And then convert from log2 to log10 (I'm blanking on what you do here), and then get it in the form x = 10^(a) (that is, scientific notation). That would be pretty close. Trying to calculate it out on a computer would be a PITA, as the number of bits required to represent this number is on the order of several megabytes (at least 2^23 bits!)

Minus 1.

 

[TuxDave]

Originally posted by: Matthias99

Originally posted by: sao123
What i want to know is.... if you put this entire number in a notepad (.txt) file, what is the size of that file?

Depends on the encoding. If you take the ASCII representation of it (as f95toli suggests), it will be 2525223 bytes. If it's stored in a binary encoding, an n-bit number requires log2(n) bits to store.

But the binary encoding method would be very compressable since it would just be a 1 with a whole bunch of zeros after it.

 

[Matthias99]

Originally posted by: TuxDave

Originally posted by: Matthias99

Originally posted by: sao123
What i want to know is.... if you put this entire number in a notepad (.txt) file, what is the size of that file?
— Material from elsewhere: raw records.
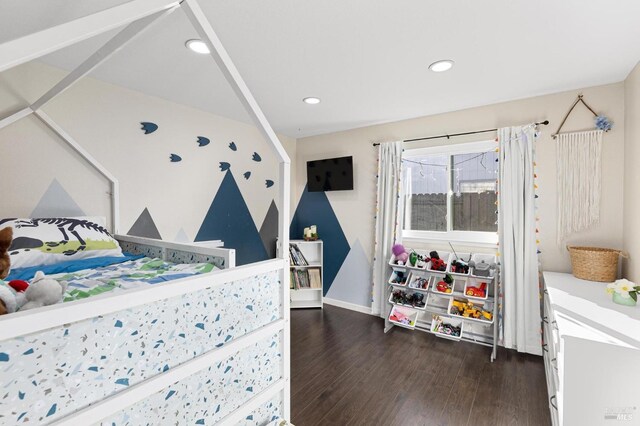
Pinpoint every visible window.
[402,141,498,242]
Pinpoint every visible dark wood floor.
[291,305,550,426]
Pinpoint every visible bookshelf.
[384,249,500,362]
[289,240,324,309]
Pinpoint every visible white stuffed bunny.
[20,271,67,311]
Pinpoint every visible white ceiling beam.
[182,0,291,163]
[31,6,178,110]
[0,107,33,129]
[0,0,180,72]
[33,110,120,234]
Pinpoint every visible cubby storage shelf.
[385,250,500,361]
[389,288,428,311]
[289,240,324,309]
[431,315,464,340]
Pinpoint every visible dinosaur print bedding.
[0,217,122,268]
[47,257,217,302]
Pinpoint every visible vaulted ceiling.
[0,0,640,137]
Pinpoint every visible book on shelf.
[289,244,309,266]
[307,268,322,288]
[289,269,314,290]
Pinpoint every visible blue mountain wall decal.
[289,186,350,295]
[195,170,268,265]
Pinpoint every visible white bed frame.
[0,0,290,425]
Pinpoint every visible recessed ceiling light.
[429,59,453,72]
[185,40,209,55]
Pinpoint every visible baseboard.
[322,297,371,315]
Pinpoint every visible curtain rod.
[373,120,549,146]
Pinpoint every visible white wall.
[0,62,295,245]
[296,83,625,302]
[623,63,640,283]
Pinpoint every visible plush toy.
[391,244,409,265]
[0,228,13,280]
[0,228,18,315]
[465,283,487,297]
[21,271,67,311]
[469,260,496,277]
[0,280,24,315]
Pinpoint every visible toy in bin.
[451,260,469,274]
[389,306,417,327]
[407,276,429,290]
[390,271,409,285]
[469,260,496,277]
[436,274,453,294]
[391,290,425,308]
[449,300,493,321]
[464,283,487,298]
[391,244,409,266]
[429,250,447,272]
[431,315,462,337]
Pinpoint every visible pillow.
[0,217,123,268]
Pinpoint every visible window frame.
[401,140,498,246]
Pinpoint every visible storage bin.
[464,278,493,300]
[427,250,451,274]
[389,306,418,330]
[567,246,627,283]
[389,269,411,287]
[430,315,464,340]
[407,272,429,292]
[389,290,427,311]
[431,276,462,296]
[447,297,495,324]
[469,253,498,279]
[447,252,471,277]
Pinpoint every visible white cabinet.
[289,240,324,309]
[543,272,640,426]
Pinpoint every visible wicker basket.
[567,246,626,283]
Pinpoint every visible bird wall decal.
[140,121,158,135]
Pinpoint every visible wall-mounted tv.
[307,157,353,192]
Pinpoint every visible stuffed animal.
[469,260,496,277]
[0,228,13,280]
[391,244,409,265]
[0,280,24,315]
[0,228,18,315]
[20,271,67,311]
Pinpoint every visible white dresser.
[543,272,640,426]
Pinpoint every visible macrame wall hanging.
[553,95,612,245]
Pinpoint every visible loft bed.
[0,0,290,425]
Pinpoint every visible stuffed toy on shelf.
[20,271,67,311]
[0,228,67,315]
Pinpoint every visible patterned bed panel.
[0,271,283,425]
[101,333,282,426]
[238,392,284,426]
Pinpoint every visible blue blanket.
[5,253,144,281]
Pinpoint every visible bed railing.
[115,235,236,269]
[0,259,288,425]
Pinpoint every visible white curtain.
[556,130,603,246]
[498,125,542,355]
[371,141,402,317]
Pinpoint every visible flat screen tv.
[307,157,353,192]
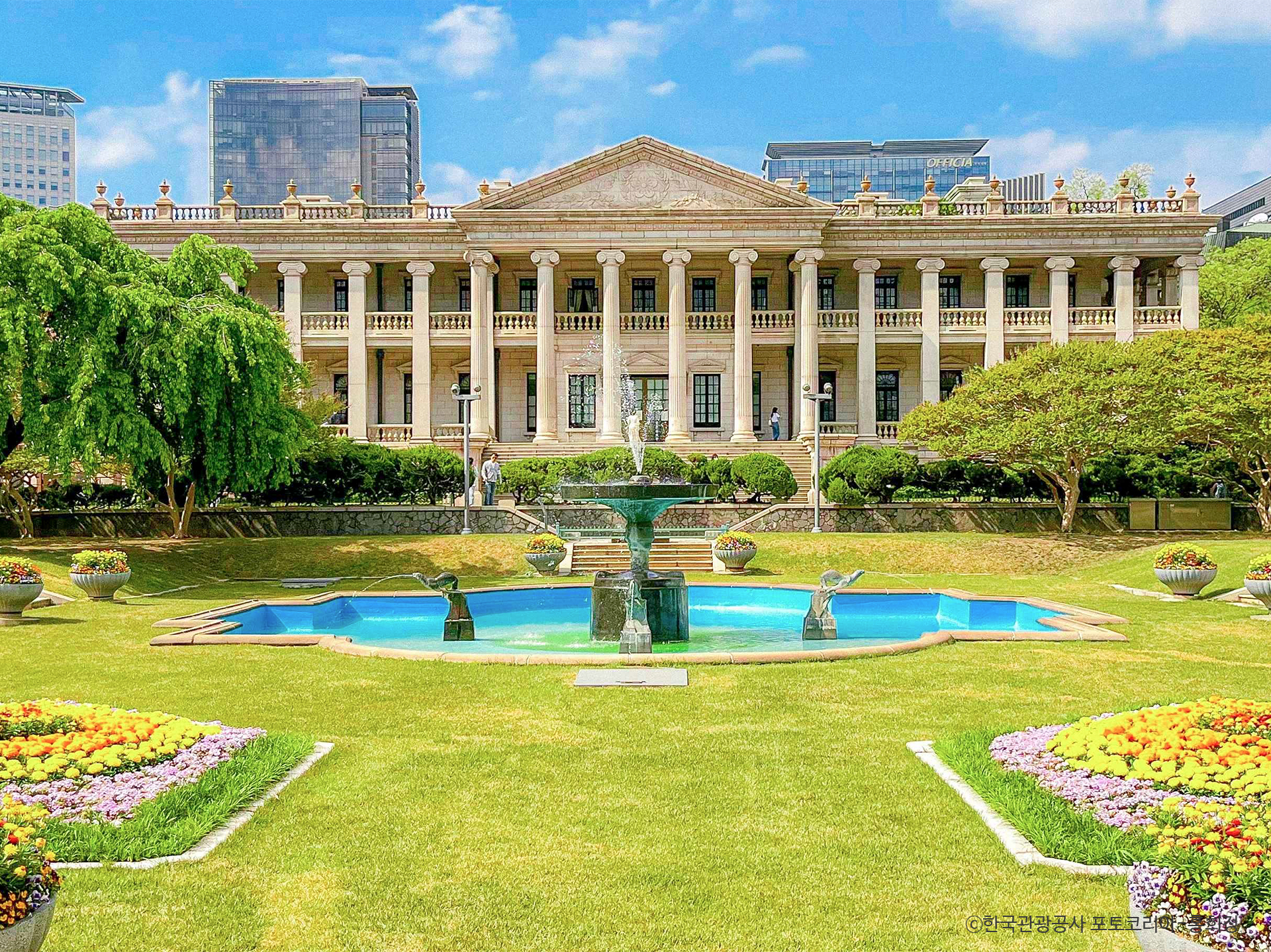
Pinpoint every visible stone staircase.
[571,536,710,575]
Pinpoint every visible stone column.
[976,258,1010,367]
[596,250,627,444]
[278,261,309,359]
[728,248,759,442]
[1108,254,1139,341]
[530,252,561,444]
[851,258,880,446]
[343,261,371,442]
[794,248,825,440]
[405,261,436,442]
[1174,254,1205,330]
[918,258,945,403]
[662,249,692,442]
[464,252,494,440]
[1046,257,1075,344]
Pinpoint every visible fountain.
[561,410,710,653]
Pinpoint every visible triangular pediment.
[463,136,829,211]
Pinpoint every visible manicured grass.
[7,532,1271,952]
[44,734,314,862]
[931,728,1155,865]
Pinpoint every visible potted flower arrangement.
[1245,553,1271,611]
[0,794,61,952]
[525,532,564,576]
[712,532,759,572]
[71,549,132,601]
[1155,543,1217,598]
[0,557,44,626]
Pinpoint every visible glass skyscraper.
[0,83,84,209]
[761,138,989,202]
[209,79,420,205]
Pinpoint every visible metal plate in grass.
[573,667,689,688]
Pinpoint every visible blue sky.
[10,0,1271,203]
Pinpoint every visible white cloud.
[532,21,662,93]
[77,71,207,205]
[737,43,807,70]
[414,4,516,79]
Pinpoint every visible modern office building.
[0,83,84,209]
[763,138,990,203]
[209,79,420,205]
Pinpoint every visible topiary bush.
[732,452,798,502]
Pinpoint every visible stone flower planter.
[1153,568,1217,598]
[714,546,759,572]
[0,582,44,622]
[525,551,564,576]
[71,569,132,601]
[0,895,57,952]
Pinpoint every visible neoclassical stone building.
[94,136,1216,470]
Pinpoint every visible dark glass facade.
[209,79,420,205]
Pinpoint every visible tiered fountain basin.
[151,583,1125,663]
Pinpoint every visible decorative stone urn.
[1153,568,1217,598]
[0,582,44,622]
[0,894,57,952]
[525,551,564,576]
[71,569,132,601]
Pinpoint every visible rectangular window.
[874,275,900,310]
[692,376,720,428]
[816,275,834,310]
[522,368,539,434]
[1003,275,1028,308]
[750,277,768,310]
[692,277,714,311]
[518,277,539,312]
[632,277,657,311]
[874,370,900,423]
[569,373,596,430]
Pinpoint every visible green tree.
[1200,238,1271,328]
[900,343,1169,532]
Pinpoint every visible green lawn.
[10,534,1271,952]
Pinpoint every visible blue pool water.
[225,585,1057,655]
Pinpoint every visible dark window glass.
[569,373,596,428]
[692,277,716,311]
[874,370,900,423]
[632,277,657,311]
[692,376,720,427]
[750,277,768,310]
[1003,275,1028,308]
[520,277,539,311]
[874,275,900,310]
[521,368,539,434]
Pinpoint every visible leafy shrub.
[732,452,798,502]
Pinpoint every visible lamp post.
[450,384,481,535]
[803,384,834,532]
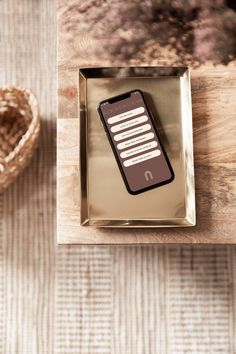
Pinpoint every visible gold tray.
[79,67,196,228]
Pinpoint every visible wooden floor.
[0,0,236,354]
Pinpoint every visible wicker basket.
[0,87,40,191]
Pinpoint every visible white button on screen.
[120,141,157,159]
[111,116,148,133]
[114,124,151,141]
[107,107,144,124]
[123,149,161,167]
[117,133,154,150]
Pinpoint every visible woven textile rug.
[0,0,236,354]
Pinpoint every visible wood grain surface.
[57,0,236,244]
[0,0,236,354]
[57,65,236,244]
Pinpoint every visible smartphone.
[98,89,174,195]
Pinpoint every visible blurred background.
[0,0,236,354]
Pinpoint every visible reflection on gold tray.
[79,67,195,227]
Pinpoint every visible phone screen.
[99,90,174,194]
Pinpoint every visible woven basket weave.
[0,87,40,191]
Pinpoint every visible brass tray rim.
[78,66,196,229]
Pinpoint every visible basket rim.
[0,86,39,163]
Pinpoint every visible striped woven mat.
[0,0,236,354]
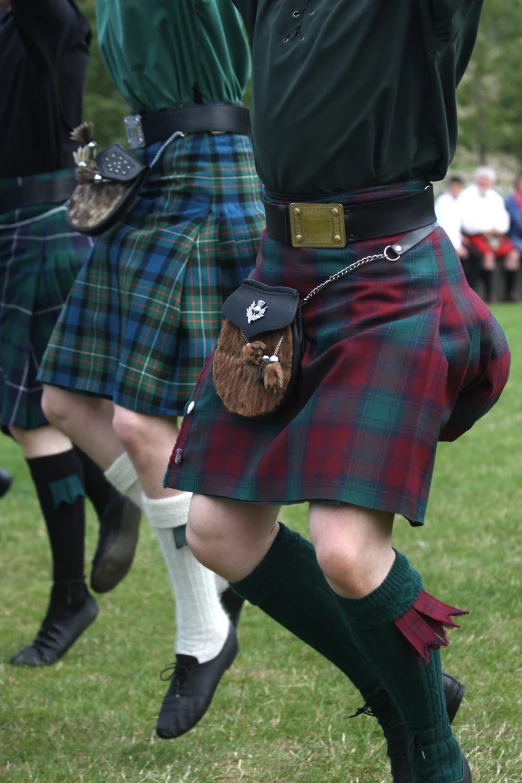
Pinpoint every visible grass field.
[0,306,522,783]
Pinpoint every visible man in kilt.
[0,0,140,666]
[40,0,263,739]
[161,0,509,783]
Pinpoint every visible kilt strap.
[265,185,437,247]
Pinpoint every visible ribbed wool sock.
[232,524,402,729]
[105,451,143,511]
[504,269,518,301]
[27,449,87,612]
[75,446,117,519]
[337,552,463,783]
[142,492,230,663]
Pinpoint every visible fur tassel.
[243,340,266,367]
[76,166,97,185]
[394,590,468,664]
[263,362,283,392]
[71,122,94,144]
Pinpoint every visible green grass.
[0,306,522,783]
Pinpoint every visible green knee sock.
[232,525,402,729]
[337,552,463,783]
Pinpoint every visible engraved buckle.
[290,204,346,248]
[123,114,145,150]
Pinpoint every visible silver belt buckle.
[123,114,145,150]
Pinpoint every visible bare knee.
[112,405,150,457]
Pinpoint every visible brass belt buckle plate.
[289,204,346,247]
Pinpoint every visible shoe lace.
[160,660,198,698]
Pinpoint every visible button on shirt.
[459,185,510,234]
[0,0,91,179]
[235,0,483,194]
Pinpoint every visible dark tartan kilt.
[0,171,92,430]
[40,134,264,416]
[165,181,510,525]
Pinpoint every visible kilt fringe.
[393,590,469,664]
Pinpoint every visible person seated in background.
[459,166,520,302]
[506,171,522,253]
[435,176,481,290]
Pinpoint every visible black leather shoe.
[221,587,245,628]
[0,468,13,498]
[11,593,98,666]
[384,672,464,783]
[457,753,473,783]
[156,625,239,739]
[91,490,141,593]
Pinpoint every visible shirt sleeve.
[11,0,79,71]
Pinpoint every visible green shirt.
[235,0,483,194]
[96,0,250,111]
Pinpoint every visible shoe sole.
[91,499,141,593]
[156,624,239,739]
[0,479,13,498]
[445,674,466,723]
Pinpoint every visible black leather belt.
[0,174,76,212]
[265,185,437,248]
[125,104,250,149]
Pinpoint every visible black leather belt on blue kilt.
[0,174,76,212]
Depends on the encoding. If you take the ASCII representation of it (as f95toli suggests), it will be 2525223 bytes. If it's stored in a binary encoding, an n-bit number requires log2(n) bits to store.

But the binary encoding method would be very compressable since it would just be a 1 with a whole bunch of zeros after it.

For this particular number (since it's of the form 2^x), that's true. Essentially all you're storing is the exponent (which itself is of the form 2^x). So essentially you only have to save the "x" (which is not of the form 2^x, and so you have to store a full binary expansion of it), and make a note that the actual number you want is 2^(2^x).

 

[Shalmanese]

Surprisingly, the resulting text file I have is very uncompressable using RAR compression, something of the order of 50%, I would have expected something closer to 95% since we are only really using 10/256 of the ASCII charecter range. Odd.

 

[glugglug]

Try either LZMA or PPMd compression in 7-zip.

 

[Shalmanese]

Nope, 1.0 MB for LZMA/PPMd as opposed to 1.1MB for ZIP/RAR. Trivial difference.

 

[glugglug]

This C code isn't as optimized as it could be but it will do the trick.
After you compile it just put the exponent as a command-line param, i.e.

2ToTheN 8388608

You can sort of watch the progress by looking at VM Size in task manager -- i.e. if the program is taking 1MB of virtual memory that means it is somewhere around 2^1000000

#include <iostream>
#include <string>

using namespace std;

//assumes "digits" in string are ascii \0 through ascii 9 (cntrl-i) rather than the characters '0'-'9'
//for speed purposes
void doubleStringValue(string&amp; s)
{
	long len = s.length();
	int carry = 0;
	for(long pos=len-1;pos>=0;pos--)
	{
		char *c=&amp;(s[pos]);
		int digval = (*c << 1) | carry;
		carry = (digval>9);
		*c = (carry)?digval-10:Digval;
	}
	if(carry) s=string("\01")+s;
}	

int main(int argc, char *argv[])
{
	if(argc<2)
	{
		cout << "Usage: " << argv[0] << " <n>\n";
		return 0;
	}

	int n = atoi(argv[1]);
	
	string result="\01";
	for(int x=0;x<n;x++)
	{
		doubleStringValue(result);
	}
	int len=result.length();
	for(x=0;x<len;x++)
	{
		result[x] = '0'+result[x];
	}
	cout << result << "\n";
	return 0;
}

 

[glugglug]

I made a version of this a bit over 2 orders of magnitude faster by modifying a bigint class I found online. (the bigint class was pretty slow to start with, biggest changes I made is the way the numbers are stored during calculation instead of being an array of chars it's now a vector<int>, with each vector element representing 9 digits, and I added multilpy and power functions. The power function shifts off the bits of the exponent, essentially processing it in binary, and for each x^(2^n), x^(2^(n+1)) is found by squaring it, which gives the values for each of the 1 bits in the exponent. These are then multiplied together.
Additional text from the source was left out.